Nio (-7%), on the other hand, settled on Wall Street, while the Chinese electric car developer, quoted in the US market, nevertheless suffered losses in the first quarter, which were lower than expected and revenues exceeded expectations market. Declining gross margins are a matter of concern in markets, although financial prospects in other countries are mixed due to continued supply and supply chain volatility and the recent resumption of COVID-19 in China. Adjusted quarterly net loss was 1.31 billion yuan, about $ 207 million. Car sales reached 9.24 billion yuan (US $ 1.46 billion), up 25% from a year earlier and 0.3% consecutively. Margins on vehicles fell to 18.1% from 21.2% a year earlier.
Bilibili (-11%), a Chinese video-sharing group registered on Wall Street is unscrewing. The group has just reported deeper quarterly losses, higher than expected, and lower-than-expected revenue. The group discusses the unexpected revival of Covid in China and the conditions of imprisonment. Thus, in the last quarter, net loss rose to 2.3 billion yuan, or about 342 million dollars, compared to 904 million yuan a year earlier. Excluding articles, the adjusted loss per share was 4.2 yuan from 2.5 yuan a year earlier. Revenues still rose 29.6% to 5.05 billion yuan.
Target (stable), competing American discount retailer walmart, which at the beginning of the week warned about its profits, just surprised by deciding to increase dividends by 20%! Therefore, the group’s board of directors announced quarterly dividends of $ 1.08 per ordinary share compared to 90 cents earlier. Extended dividends are payable to shareholders on September 10 following August 17. This third-quarter dividend will be the 220th in a row paid by the retailer since October 1967 and its IPO. This is also the 51st consecutive increase in dividends for the group …
Amazon (-1%) will continue to implement ambitious projects, despite market conditions, explains Bloomberg. In an interview, Amazon CEO Andy Jesse said that the slowdown in online sales and the prospect of a recession will not prevent the company from investing more in big bets, such as building a grocery network, launching satellites that broadcast the channel. Internet, Alexa software and its subsidiary Zoox. Jassi is confident in the prospects of Amazon’s streaming video business, noting that some of the assets of its newly acquired Metro-Goldwyn-Mayer studio will blend in very well with what the company is doing in the entertainment industry.

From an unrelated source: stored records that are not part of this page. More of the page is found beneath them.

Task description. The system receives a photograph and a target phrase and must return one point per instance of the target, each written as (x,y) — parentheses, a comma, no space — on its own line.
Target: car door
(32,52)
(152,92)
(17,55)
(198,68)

On another topic, Jassey clarifies that there are still many problems in the global supply chain that will not improve in the near future. According to the head, Amazon places orders with suppliers much earlier than before, and is working to gain access to more ports.
Ali Baba (-4%) stumbles on Wall Street, while Ant Group denies plans to go public. However, Chinese authorities have given billionaire Jack Ma’s group temporary permission to resume its implementation plan in Shanghai and Hong Kong, two sources familiar with the matter told Reuters on Thursday.